To understand the shift, let’s wind back the clock to 2014. In May of that year, the department publicly identified the colleges that it was investigating over their handling of issues related to sexual violence. After that, it updated its list of investigations on a weekly basis, and provided the list to the news media upon request.
Under the Obama administration, the number of active investigations soared to more than 300 cases at colleges and universities across the country.
The Chronicle used that information as the foundation of its Title IX tracker, which sheds light on how the government’s approach to enforcing the gender-equity law has changed over time. That approach has shifted radically under President Trump’s secretary of education, Betsy DeVos.
DeVos’s department has sharply scaled back the scope of its Title IX investigations and is resolving them more quickly. It rolled back key Obama-era guidance about how colleges should respond to reports of sexual violence, and has announced plans to replace that guidance entirely.
That brings us to January, when the department changed how it handles the weekly list of sexual-violence investigations, too.

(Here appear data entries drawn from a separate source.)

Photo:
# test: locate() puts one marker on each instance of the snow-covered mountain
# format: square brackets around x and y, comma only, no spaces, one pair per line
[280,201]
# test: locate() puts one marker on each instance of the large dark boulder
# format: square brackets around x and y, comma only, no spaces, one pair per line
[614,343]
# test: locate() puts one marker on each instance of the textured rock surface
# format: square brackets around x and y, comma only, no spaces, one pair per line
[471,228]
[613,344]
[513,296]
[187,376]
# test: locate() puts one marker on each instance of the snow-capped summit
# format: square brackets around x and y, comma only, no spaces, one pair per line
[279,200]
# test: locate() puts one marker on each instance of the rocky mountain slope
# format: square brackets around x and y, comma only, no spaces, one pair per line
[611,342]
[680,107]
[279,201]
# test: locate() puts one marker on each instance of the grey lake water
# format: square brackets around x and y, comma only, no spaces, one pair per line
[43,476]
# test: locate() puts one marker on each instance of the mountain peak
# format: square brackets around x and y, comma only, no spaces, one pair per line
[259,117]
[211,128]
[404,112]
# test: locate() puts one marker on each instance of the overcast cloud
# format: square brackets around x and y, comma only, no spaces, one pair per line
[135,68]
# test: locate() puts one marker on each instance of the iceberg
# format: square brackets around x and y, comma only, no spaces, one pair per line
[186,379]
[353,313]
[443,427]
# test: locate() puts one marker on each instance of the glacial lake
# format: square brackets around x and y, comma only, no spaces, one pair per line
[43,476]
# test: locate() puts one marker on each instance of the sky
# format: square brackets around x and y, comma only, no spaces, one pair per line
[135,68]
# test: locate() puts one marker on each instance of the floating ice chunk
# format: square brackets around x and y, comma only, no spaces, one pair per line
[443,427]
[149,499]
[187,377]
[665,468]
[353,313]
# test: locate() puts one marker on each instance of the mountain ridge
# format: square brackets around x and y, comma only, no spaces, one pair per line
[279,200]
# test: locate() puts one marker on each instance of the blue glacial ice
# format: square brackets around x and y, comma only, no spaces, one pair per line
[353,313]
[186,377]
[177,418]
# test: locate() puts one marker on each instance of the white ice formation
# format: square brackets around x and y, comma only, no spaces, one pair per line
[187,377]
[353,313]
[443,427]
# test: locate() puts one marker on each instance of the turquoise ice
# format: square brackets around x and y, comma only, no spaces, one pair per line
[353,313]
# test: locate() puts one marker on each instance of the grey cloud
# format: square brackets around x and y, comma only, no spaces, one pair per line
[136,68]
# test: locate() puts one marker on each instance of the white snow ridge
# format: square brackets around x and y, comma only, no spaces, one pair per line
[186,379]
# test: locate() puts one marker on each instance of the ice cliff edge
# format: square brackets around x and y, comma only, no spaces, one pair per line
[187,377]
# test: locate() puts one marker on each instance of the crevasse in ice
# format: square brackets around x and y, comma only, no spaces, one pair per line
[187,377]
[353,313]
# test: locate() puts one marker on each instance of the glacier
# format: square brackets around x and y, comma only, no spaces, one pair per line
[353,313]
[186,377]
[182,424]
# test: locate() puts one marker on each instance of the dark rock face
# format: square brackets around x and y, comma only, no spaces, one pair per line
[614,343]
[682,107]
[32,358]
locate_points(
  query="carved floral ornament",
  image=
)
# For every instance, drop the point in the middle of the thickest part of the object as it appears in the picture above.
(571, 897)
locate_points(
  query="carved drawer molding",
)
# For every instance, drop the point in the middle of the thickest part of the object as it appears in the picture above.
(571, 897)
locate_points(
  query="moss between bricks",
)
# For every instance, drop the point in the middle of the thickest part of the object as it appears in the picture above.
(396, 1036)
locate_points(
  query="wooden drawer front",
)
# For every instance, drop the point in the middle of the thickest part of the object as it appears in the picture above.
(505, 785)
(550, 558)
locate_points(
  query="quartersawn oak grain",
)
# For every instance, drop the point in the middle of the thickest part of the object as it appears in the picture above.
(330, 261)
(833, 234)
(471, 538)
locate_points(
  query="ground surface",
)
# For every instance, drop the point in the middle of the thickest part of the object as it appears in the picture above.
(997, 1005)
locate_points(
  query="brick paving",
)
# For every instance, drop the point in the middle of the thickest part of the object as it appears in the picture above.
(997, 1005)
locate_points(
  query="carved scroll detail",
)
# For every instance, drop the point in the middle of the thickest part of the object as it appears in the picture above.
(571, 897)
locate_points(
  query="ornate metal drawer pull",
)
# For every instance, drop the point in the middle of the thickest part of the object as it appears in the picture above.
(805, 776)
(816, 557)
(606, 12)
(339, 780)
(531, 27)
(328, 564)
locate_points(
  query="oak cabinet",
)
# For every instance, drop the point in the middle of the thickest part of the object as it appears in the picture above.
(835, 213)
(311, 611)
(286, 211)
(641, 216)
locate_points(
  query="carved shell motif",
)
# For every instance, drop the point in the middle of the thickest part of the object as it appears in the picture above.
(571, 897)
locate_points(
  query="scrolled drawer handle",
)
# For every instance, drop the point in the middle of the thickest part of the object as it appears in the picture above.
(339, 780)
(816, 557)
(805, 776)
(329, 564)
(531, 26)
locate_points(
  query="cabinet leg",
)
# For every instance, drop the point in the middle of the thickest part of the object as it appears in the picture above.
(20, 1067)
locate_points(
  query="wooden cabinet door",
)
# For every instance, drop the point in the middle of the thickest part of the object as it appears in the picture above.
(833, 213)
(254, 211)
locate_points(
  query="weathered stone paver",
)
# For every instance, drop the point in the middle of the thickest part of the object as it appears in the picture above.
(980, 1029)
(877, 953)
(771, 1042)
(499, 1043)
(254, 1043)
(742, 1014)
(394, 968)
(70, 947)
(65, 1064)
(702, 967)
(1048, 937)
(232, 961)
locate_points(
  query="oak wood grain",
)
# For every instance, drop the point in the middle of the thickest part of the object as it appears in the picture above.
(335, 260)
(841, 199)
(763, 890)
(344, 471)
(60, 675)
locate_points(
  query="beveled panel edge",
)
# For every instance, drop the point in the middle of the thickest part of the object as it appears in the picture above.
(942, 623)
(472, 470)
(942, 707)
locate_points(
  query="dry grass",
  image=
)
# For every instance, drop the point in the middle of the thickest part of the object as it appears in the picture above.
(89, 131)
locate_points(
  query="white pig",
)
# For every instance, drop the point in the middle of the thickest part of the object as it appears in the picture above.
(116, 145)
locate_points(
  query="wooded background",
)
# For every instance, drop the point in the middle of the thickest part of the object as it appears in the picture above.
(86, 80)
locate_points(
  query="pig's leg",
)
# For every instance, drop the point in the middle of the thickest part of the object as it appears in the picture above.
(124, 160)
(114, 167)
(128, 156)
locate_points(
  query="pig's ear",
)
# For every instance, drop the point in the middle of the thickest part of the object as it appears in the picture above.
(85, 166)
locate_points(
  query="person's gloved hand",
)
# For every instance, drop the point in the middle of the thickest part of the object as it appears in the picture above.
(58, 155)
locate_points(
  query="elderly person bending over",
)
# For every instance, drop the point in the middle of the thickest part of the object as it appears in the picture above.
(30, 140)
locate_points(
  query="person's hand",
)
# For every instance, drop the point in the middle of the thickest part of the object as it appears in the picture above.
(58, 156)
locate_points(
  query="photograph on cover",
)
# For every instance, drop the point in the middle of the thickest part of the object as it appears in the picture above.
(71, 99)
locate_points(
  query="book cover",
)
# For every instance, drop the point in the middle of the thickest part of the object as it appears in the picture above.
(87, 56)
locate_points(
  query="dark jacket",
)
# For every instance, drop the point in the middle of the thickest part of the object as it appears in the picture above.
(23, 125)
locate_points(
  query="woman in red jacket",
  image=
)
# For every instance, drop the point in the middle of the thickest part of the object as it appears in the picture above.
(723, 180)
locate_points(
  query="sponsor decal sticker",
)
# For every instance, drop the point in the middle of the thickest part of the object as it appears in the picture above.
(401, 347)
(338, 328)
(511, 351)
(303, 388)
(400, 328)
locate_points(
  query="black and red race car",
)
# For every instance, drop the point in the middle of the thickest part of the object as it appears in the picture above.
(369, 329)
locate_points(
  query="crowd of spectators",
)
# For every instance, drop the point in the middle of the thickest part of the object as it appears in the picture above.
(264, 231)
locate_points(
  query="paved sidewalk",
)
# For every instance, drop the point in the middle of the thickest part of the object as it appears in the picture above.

Instead of releasing the list each week, it began publishing an expanded version on its website. The new database covers a range of civil-rights laws beyond Title IX, and it shows inquiries at both secondary and postsecondary institutions. The department said in January that the new site would be updated on the first Wednesday of each month.
Since then The Chronicle has monitored the site for changes. For weeks we’ve asked the department for basic information about cases that have been added to the database and those that have dropped off with each update. Under the Obama administration, the civil-rights office typically confirmed the dates of resolved cases and explained the ways those investigations had been resolved, such as through a resolution agreement, administrative closure, or other means.
Key Information Left out
Although the new website provides a broader look at the types of investigations undertaken by the civil-rights office, it’s missing key information about the government’s enforcement activities.
For instance, the website does not identify which investigations have been resolved with each update. It also does not identify the manner in which those investigations were resolved, or the findings of those cases (that is, whether a college was found to have violated Title IX).
According to a Chronicle analysis of changes in the new site, the civil-rights office has opened four sexual-violence investigations and resolved 24 others since mid-January.
We asked the civil-rights office, often called OCR, to confirm details about those investigations, such as the resolution dates of cases that had dropped off the list and the findings of those inquiries.
Instead of turning over that information, a department spokesman provided this statement to The Chronicle on Thursday:
“OCR publishes the list of all cases under investigation as a public service. Users may determine new cases based on the ‘open investigation date.’ Should an investigation result in a resolution agreement with an institution, OCR typically publishes the agreement on its website as soon as it has been reviewed for privacy concerns and personally identifiable information, and other sensitive information has been removed. To search for resolution agreements, please visit OCR’s case resolution search engine online. OCR has no plans at this time to provide a further breakdown of the investigations data.”
Despite the department’s refusal to provide such a breakdown, colleges have sometimes offered up details on investigations that took place on their own campuses. For example, when the government recently resolved a long-running Title IX investigation at the University of California at Berkeley, the university itself announced the resolution and posted documents on its website. The department’s investigation found that some of Berkeley’s practices had been out of compliance with Title IX, and raised particular concerns about the length of the university’s process for disciplining faculty members.
The Chronicle will continue to pursue information about the government’s Title IX investigations through the Freedom of Information Act. And we’ll post the documents we obtain to our Title IX tracker.